Author's Note 1: Again, thank you to Burgundy Hope for being an amazing beta and friend. This chapter ends the Epiphany Cycle. I don't know when there will be another chapter for George and Angelina, but I should have some one-shots coming up in the next few weeks. Thank you to everybody who has read, reviewed, followed, or favorited this story. I appreciate the support, and always enjoy hearing from readers.

Disclaimer: The world and characters belong to the incomparable JK Rowling.

Epiphany: Chapter 8

After Luna left for South America (still a virgin, though Ginny was the only one to truly believe that), George sat at Sunday dinner making faces at Teddy and Pax, Charlie's kid who was not really his son, when Percy gave his little brother the perfect excuse to make up with Angelina. They were all dining in the garden, enjoying the last of the summer sun. Just as Ron was tucking in for thirds, Percy stood up, puffed out his scrawny chest, and clinked his fork against his glass.

"If I could have everyone's attention," Percy said, the crowd around him quieting down. "I have an announcement."

"Obviously," Ron muttered.

"Yes, well, I am pleased to say that Audrey has agreed to marry me."

A collective squeal rendered every person within a five-mile radius deaf, but all George noticed was Percy's dopey smile as he gazed down at Audrey. It was gooey and emotional and George was completely envious. Percy, for all his faults, really loved Audrey, and was better for it.

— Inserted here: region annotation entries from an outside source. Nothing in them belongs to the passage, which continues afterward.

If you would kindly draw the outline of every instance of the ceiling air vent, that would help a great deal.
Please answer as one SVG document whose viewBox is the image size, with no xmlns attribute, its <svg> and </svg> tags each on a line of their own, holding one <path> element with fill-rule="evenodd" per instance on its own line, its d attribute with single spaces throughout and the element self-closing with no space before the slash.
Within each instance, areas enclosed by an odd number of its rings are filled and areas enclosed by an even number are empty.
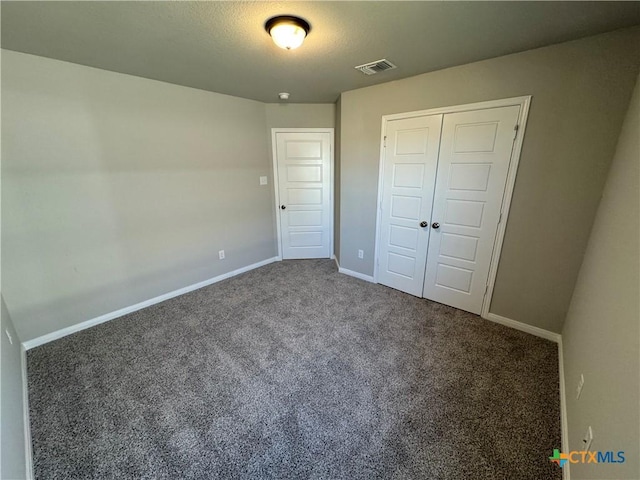
<svg viewBox="0 0 640 480">
<path fill-rule="evenodd" d="M 356 70 L 360 70 L 365 75 L 374 75 L 378 72 L 384 72 L 385 70 L 392 70 L 396 67 L 389 60 L 382 59 L 376 60 L 375 62 L 365 63 L 364 65 L 358 65 L 355 67 Z"/>
</svg>

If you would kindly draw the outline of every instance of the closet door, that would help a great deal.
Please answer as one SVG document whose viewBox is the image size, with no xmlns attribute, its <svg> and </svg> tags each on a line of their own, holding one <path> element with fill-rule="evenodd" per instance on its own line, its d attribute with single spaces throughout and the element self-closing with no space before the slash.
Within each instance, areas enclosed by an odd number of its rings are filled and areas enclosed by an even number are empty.
<svg viewBox="0 0 640 480">
<path fill-rule="evenodd" d="M 378 283 L 422 296 L 442 115 L 388 122 Z"/>
<path fill-rule="evenodd" d="M 446 114 L 423 296 L 480 314 L 519 106 Z"/>
</svg>

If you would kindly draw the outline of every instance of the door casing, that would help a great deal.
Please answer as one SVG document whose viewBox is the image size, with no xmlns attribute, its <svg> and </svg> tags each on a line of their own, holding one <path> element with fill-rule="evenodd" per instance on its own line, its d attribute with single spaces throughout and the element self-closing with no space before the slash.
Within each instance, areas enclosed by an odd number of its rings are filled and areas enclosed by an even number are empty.
<svg viewBox="0 0 640 480">
<path fill-rule="evenodd" d="M 524 132 L 529 115 L 529 106 L 531 105 L 531 95 L 522 97 L 505 98 L 501 100 L 491 100 L 488 102 L 469 103 L 465 105 L 455 105 L 449 107 L 432 108 L 429 110 L 418 110 L 415 112 L 397 113 L 393 115 L 383 115 L 382 128 L 380 135 L 380 168 L 378 172 L 378 215 L 376 219 L 376 250 L 375 250 L 375 262 L 373 270 L 374 282 L 378 283 L 378 267 L 379 267 L 379 238 L 380 238 L 380 226 L 382 222 L 381 206 L 382 206 L 382 187 L 384 182 L 384 160 L 385 160 L 385 138 L 387 136 L 387 122 L 391 120 L 406 119 L 412 117 L 422 117 L 428 115 L 440 115 L 447 113 L 468 112 L 472 110 L 484 110 L 488 108 L 497 107 L 509 107 L 520 106 L 520 114 L 518 116 L 518 131 L 513 144 L 513 150 L 511 152 L 511 158 L 509 160 L 509 172 L 507 174 L 507 182 L 505 185 L 504 197 L 502 199 L 502 205 L 500 213 L 502 221 L 498 224 L 498 230 L 496 232 L 496 239 L 493 246 L 493 253 L 491 255 L 491 263 L 489 267 L 489 276 L 487 278 L 487 291 L 482 302 L 481 316 L 486 318 L 489 314 L 489 307 L 491 306 L 491 299 L 493 297 L 493 288 L 495 286 L 496 274 L 498 272 L 498 261 L 500 260 L 500 253 L 502 251 L 502 243 L 504 240 L 504 234 L 506 231 L 507 220 L 509 217 L 509 208 L 511 206 L 511 198 L 513 196 L 513 188 L 515 186 L 516 173 L 518 171 L 518 164 L 520 162 L 520 153 L 522 151 L 522 143 L 524 139 Z"/>
<path fill-rule="evenodd" d="M 329 139 L 329 255 L 331 258 L 335 257 L 334 245 L 333 245 L 333 217 L 334 217 L 334 189 L 335 189 L 335 174 L 334 174 L 334 129 L 333 128 L 272 128 L 271 129 L 271 158 L 273 166 L 273 193 L 274 193 L 274 215 L 276 217 L 276 238 L 278 241 L 278 255 L 277 260 L 282 260 L 282 225 L 280 222 L 280 215 L 278 209 L 280 208 L 280 192 L 278 189 L 278 152 L 277 152 L 277 139 L 278 133 L 328 133 Z"/>
</svg>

"And," Audrey added with a big grin, "we'd like to have the wedding here, in about a month."

"A month?" Mum screeched, turning narrowed eyes on her third son. "Percival Ignatius, did you get that girl pregnant?"

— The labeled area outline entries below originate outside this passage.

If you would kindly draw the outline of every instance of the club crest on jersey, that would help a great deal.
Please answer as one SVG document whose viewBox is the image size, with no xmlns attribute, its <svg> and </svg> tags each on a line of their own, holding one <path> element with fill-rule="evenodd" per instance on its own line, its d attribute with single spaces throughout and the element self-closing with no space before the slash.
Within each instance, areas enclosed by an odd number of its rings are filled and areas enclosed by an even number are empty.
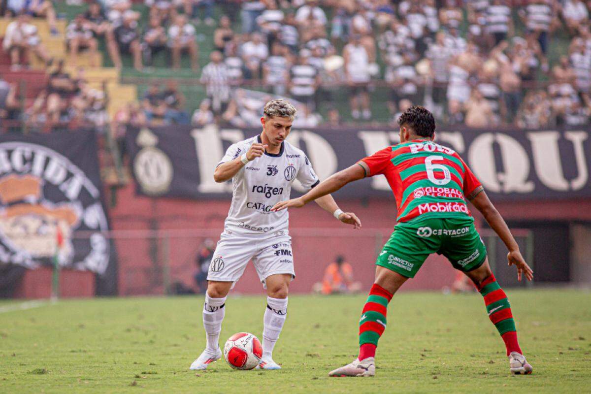
<svg viewBox="0 0 591 394">
<path fill-rule="evenodd" d="M 296 167 L 293 164 L 290 164 L 283 171 L 283 175 L 285 176 L 285 180 L 291 181 L 296 176 Z"/>
<path fill-rule="evenodd" d="M 212 261 L 212 265 L 210 268 L 212 272 L 219 272 L 223 269 L 225 265 L 225 263 L 223 262 L 223 260 L 222 259 L 222 256 L 220 256 Z"/>
</svg>

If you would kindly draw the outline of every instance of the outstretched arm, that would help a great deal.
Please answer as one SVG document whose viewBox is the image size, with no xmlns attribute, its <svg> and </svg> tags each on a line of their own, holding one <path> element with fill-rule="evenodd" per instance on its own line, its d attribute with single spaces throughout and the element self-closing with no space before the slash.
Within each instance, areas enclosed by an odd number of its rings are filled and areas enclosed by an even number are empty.
<svg viewBox="0 0 591 394">
<path fill-rule="evenodd" d="M 480 211 L 491 228 L 495 230 L 509 249 L 507 259 L 509 261 L 509 265 L 515 265 L 517 267 L 517 279 L 521 281 L 521 275 L 525 273 L 528 279 L 532 280 L 534 278 L 534 271 L 521 256 L 519 246 L 513 237 L 513 235 L 509 230 L 507 224 L 495 208 L 495 206 L 488 199 L 486 193 L 483 191 L 480 192 L 470 200 L 470 202 Z"/>
<path fill-rule="evenodd" d="M 277 203 L 271 210 L 280 211 L 290 207 L 303 207 L 311 201 L 336 191 L 349 182 L 364 178 L 365 172 L 366 170 L 356 163 L 348 168 L 330 175 L 301 197 Z"/>
</svg>

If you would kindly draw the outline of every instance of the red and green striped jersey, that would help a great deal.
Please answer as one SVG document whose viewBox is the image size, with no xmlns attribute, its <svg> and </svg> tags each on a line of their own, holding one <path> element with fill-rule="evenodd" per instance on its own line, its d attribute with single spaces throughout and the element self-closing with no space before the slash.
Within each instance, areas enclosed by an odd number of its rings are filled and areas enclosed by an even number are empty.
<svg viewBox="0 0 591 394">
<path fill-rule="evenodd" d="M 471 200 L 482 185 L 453 149 L 433 141 L 414 139 L 379 151 L 362 161 L 373 177 L 384 174 L 396 198 L 398 221 L 418 217 L 471 217 Z"/>
</svg>

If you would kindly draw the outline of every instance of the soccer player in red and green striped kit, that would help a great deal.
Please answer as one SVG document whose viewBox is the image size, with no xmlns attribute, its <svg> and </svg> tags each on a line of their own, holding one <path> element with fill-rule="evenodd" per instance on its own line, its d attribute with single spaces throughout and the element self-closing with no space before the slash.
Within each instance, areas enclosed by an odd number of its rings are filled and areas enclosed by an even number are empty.
<svg viewBox="0 0 591 394">
<path fill-rule="evenodd" d="M 272 210 L 299 207 L 349 182 L 384 175 L 396 198 L 398 224 L 376 262 L 375 280 L 359 320 L 359 354 L 331 376 L 373 376 L 378 341 L 386 328 L 388 305 L 396 291 L 413 278 L 427 256 L 437 253 L 472 280 L 484 297 L 489 318 L 505 342 L 511 371 L 532 372 L 517 341 L 507 296 L 491 271 L 486 250 L 474 227 L 466 200 L 480 211 L 509 249 L 517 277 L 533 279 L 509 228 L 482 185 L 453 149 L 436 144 L 435 121 L 421 106 L 398 120 L 400 144 L 362 159 L 322 182 L 307 194 L 276 204 Z"/>
</svg>

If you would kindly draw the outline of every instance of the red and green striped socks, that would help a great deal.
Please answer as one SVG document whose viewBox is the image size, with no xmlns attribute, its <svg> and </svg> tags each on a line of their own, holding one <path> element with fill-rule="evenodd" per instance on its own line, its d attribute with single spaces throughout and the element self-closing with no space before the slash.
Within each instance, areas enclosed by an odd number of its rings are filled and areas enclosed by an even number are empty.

"Wh-what?" Percy sputtered. His face went from pleasantly pink to apoplectically red in an instant. "Of course not!"

"Then why the hurry?" Mum continued, properly reaching her stride. "A month is hardly time to plan a proper wedding. And what will people say?"

George was filled with glee as he watched his elder brother get flayed by their mother. It was jolly good entertainment. Besides, he was going to need a date for this hastily thrown together do, and George knew just who he would ask.


"This is it?"

Angelina was facing the bedroom window, watching a pair of grindylow chase each other through the waters of the Black Lake, but when Adrian spoke, she rolled over to face him. He was appallingly handsome first thing in the morning. No pillow creases marked his face, and his black hair only stood in one or two odd angles, but his hazel eyes were still sleepily half-mast and his mouth a bit puffy and red and utterly kissable. It wasn't fair that a man should wake up looking that shaggable.

"It is, I'm afraid," Angelina agreed.

It was the morning of August 31. The next day, students would be arriving at Hogwarts ready for a new school year, and this thing that Angelina had been conducting with Adrian would be over. They'd agreed to the summer, nothing more, and now their time had come to an end. Angelina was feeling rather bittersweet about it, to be honest.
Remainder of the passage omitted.